The Ultimate fuel and emission saving device

In partnership with

A small Portuguese company is launching a new, affordable device which it says will reduce your vehicle’s fuel consumption and benefit the environment.

“My taxi consumes one litre less fuel per 100 kilometres and exhaust emissions are cut too. I’m happy because it’s both environmentally-friendly and allows me to reduce my fuel consumption,” says Lisbon taxi driver Carlos Manuel Trindade Diniz.

The device, called “Ultimate Cell”, is connected to the car’s electrical system and uses the energy produced by the battery. Manufacturers claim that using it can lead to a drop in fuel consumption of up to 30% and reduce exhaust emissions by up to 65%. Moreover, it is compatible with almost every kind of engine, including diesel, gasoline, biodiesel and GPL.

How does it work?

When the engine starts, the device initiates an electronically controlled electrolysis process, resulting in the chemical separation of the hydrogen molecules that will be fed into the engine’s air intake.

The hydrogen goes into the engine’s combustion chamber, along with the air, and mixes with the fuel, reducing the amount of fuel needed.

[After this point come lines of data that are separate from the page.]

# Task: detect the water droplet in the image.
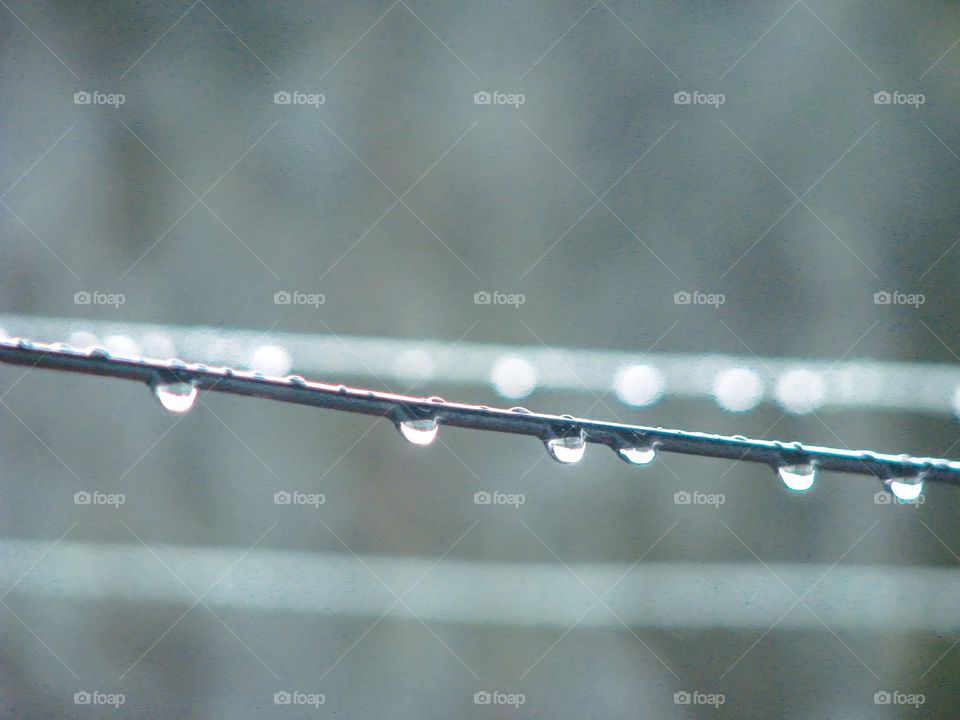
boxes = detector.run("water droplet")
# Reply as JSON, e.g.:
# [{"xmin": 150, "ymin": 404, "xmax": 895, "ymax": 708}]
[
  {"xmin": 886, "ymin": 477, "xmax": 923, "ymax": 502},
  {"xmin": 617, "ymin": 445, "xmax": 657, "ymax": 465},
  {"xmin": 153, "ymin": 382, "xmax": 197, "ymax": 413},
  {"xmin": 397, "ymin": 418, "xmax": 440, "ymax": 445},
  {"xmin": 544, "ymin": 434, "xmax": 587, "ymax": 464},
  {"xmin": 777, "ymin": 463, "xmax": 816, "ymax": 492}
]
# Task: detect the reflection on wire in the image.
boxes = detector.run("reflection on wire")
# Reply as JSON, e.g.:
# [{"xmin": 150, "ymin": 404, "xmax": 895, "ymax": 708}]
[
  {"xmin": 0, "ymin": 339, "xmax": 960, "ymax": 502},
  {"xmin": 0, "ymin": 315, "xmax": 960, "ymax": 416}
]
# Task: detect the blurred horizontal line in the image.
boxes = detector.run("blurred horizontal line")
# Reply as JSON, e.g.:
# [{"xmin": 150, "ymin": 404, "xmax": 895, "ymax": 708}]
[
  {"xmin": 0, "ymin": 540, "xmax": 960, "ymax": 634},
  {"xmin": 0, "ymin": 314, "xmax": 960, "ymax": 415}
]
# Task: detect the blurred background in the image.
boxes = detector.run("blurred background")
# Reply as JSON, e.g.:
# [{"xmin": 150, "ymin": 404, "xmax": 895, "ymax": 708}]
[{"xmin": 0, "ymin": 0, "xmax": 960, "ymax": 718}]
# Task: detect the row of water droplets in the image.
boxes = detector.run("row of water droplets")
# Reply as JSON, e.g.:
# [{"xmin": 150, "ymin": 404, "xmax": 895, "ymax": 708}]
[
  {"xmin": 397, "ymin": 398, "xmax": 923, "ymax": 502},
  {"xmin": 7, "ymin": 340, "xmax": 923, "ymax": 502}
]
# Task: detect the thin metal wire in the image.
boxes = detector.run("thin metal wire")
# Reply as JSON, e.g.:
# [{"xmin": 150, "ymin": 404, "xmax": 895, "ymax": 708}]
[
  {"xmin": 0, "ymin": 339, "xmax": 960, "ymax": 484},
  {"xmin": 0, "ymin": 313, "xmax": 960, "ymax": 418}
]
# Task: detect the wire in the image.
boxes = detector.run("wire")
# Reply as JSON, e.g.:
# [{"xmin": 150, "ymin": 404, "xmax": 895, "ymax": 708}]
[
  {"xmin": 0, "ymin": 339, "xmax": 960, "ymax": 496},
  {"xmin": 0, "ymin": 314, "xmax": 960, "ymax": 417}
]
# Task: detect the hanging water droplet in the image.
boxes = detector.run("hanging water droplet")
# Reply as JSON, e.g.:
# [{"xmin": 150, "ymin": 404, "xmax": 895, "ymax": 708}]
[
  {"xmin": 544, "ymin": 434, "xmax": 587, "ymax": 464},
  {"xmin": 153, "ymin": 382, "xmax": 197, "ymax": 413},
  {"xmin": 777, "ymin": 463, "xmax": 816, "ymax": 492},
  {"xmin": 885, "ymin": 477, "xmax": 923, "ymax": 502},
  {"xmin": 397, "ymin": 418, "xmax": 440, "ymax": 445},
  {"xmin": 617, "ymin": 445, "xmax": 657, "ymax": 465}
]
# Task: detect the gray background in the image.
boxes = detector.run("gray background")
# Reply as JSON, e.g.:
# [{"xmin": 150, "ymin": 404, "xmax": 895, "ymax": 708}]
[{"xmin": 0, "ymin": 0, "xmax": 960, "ymax": 718}]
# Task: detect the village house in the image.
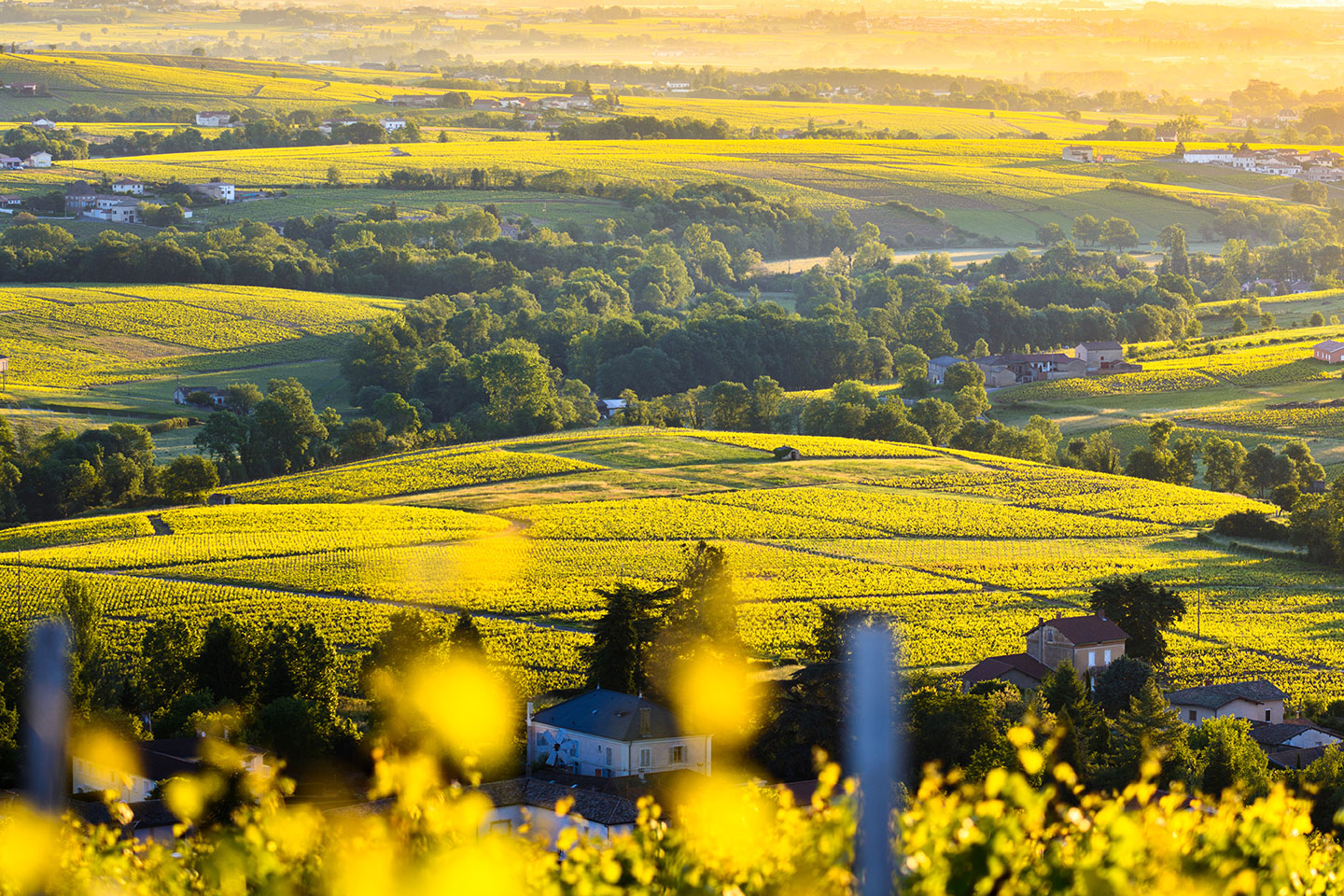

“With this kind of technology – these small bubbles of hydrogen injected into the inlet – the combustion process is much more complete, giving the car more power, so it can go further with the same amount of fuel, which means users consume up to 30% less fuel,” says electrical engineer Jose Tribolet, who has studied the system.

All the units are tested before being put onto the market.

“This technological approach is based on hydrogen. Hydrogen technology has been explored over many years, but always using hydrogen as fuel. That’s not the idea here. This device is simple. It does not require pressurized tanks, storing large amounts of hydrogen, or large investments. This is a small investment for the consumer,” says Professor Tribolet.

A number of fishing boats, which normally have very high fuel costs, have also been equipped with the device. An average fishing vessel uses an estimated 140 litres of diesel per hour. Those using the Ultimate Cell device have noted a 20 per cent drop in fuel consumption.

And lorry drivers using the device say they, too, have noticed an improvement in engine performance and efficiency, leading to a smoother and quieter driving experience.

After the device hit the market early this year, some 5,000 units have so far been sold at a cost of around 300 euros a piece. Each unit will last about 70,000 km, after which it will need to be recharged.